Blog

Installation of geothermal piles (CASE: Toriparkki Car Park, Turku)

A new car park is being constructed underneath the Turku Market Square. The parking lot will have 620 parking spaces and there will also be 20 charging points for electric vehicles.

The car park (called Toriparkki) is a so-called zero-energy car park. It will be heated using, amongst other things, the geothermal energy stored in the layer of clay underneath the car park. Rotopile undertook the job of embedding the geothermal collectors into the clay layer underneath the car park.

Multiple screw piles were installed underground to be used as so-called energy piles. This way, the geothermal collectors were able to be embedded up to 36 meters deep – a depth in which heat production is excellent. The car park is also exceptional because the ground is heated using solar energy, which improves the heat generation capacity of the system even further.

Solar energy provides heat year-round

During the summer, the car park’s heating system collects heat generated by solar radiation from the surface of the market square. The pipework used for collecting the heat, which is situated underneath the paving of the market square, transfers a liquid heated by the radiation into the energy piles. The energy piles then give out heat into the surrounding land mass. The heat is eventually stored in the clay soil underneath the car park. The thermal input of a fully heated clay mass is approximately 6,6 MW.

In the winter, the warm clay mass releases heat into the liquid circulating in the energy piles, which in turn transfers it up to the surface of the market square keeping it free from snow and frost. At the same time it also heats the parking space in the car park. Whilst the car park is being constructed, Turku Market Square will also be renovated, which will be completed in stages throughout 2021.

Is it expensive to install long screw piles?
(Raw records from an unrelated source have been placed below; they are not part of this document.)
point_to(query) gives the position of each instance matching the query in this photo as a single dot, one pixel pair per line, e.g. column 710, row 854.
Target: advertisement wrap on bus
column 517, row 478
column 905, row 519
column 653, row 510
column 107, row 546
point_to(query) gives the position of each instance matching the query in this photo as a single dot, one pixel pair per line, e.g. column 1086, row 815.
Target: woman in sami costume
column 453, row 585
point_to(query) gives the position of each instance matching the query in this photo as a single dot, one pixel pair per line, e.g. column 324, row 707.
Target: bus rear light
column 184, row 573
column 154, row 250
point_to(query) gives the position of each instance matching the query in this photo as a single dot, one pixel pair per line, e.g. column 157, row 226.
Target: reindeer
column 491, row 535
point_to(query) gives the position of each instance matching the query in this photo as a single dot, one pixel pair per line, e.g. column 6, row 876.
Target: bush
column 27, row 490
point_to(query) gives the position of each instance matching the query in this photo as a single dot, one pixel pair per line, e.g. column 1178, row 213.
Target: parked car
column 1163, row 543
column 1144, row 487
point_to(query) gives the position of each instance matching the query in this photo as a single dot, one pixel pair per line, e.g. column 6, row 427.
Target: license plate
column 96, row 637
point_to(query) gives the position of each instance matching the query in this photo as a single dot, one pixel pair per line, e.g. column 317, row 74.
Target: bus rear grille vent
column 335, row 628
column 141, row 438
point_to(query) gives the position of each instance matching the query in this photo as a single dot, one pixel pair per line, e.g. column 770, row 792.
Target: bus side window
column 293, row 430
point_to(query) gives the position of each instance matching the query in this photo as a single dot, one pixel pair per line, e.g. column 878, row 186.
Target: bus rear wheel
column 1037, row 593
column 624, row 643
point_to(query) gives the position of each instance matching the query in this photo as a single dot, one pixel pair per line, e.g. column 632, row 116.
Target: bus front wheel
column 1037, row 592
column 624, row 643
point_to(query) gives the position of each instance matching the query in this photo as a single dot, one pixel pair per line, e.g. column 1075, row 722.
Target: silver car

Usually, the more material is used in a piling project, the bigger the price tag. However, there is a positive side to this: if the piles can also be utilised as part of a heating system, then a lot of piles could be a good thing.

Roughly, even just 150 pile meters will be enough to heat and cool a regular detached house. The method can also be used in bigger buildings. 

In addition to Toriparkki in Turku, Rotopile has installed energy screw piles into a 4 000 m2 sports hall (www.uusimaa areena.fi) in Porvoo. The hall has not had to be connected to the district heating system at all, since it’s more cost-effective to heat the building using the thermal energy generated by the energy piles.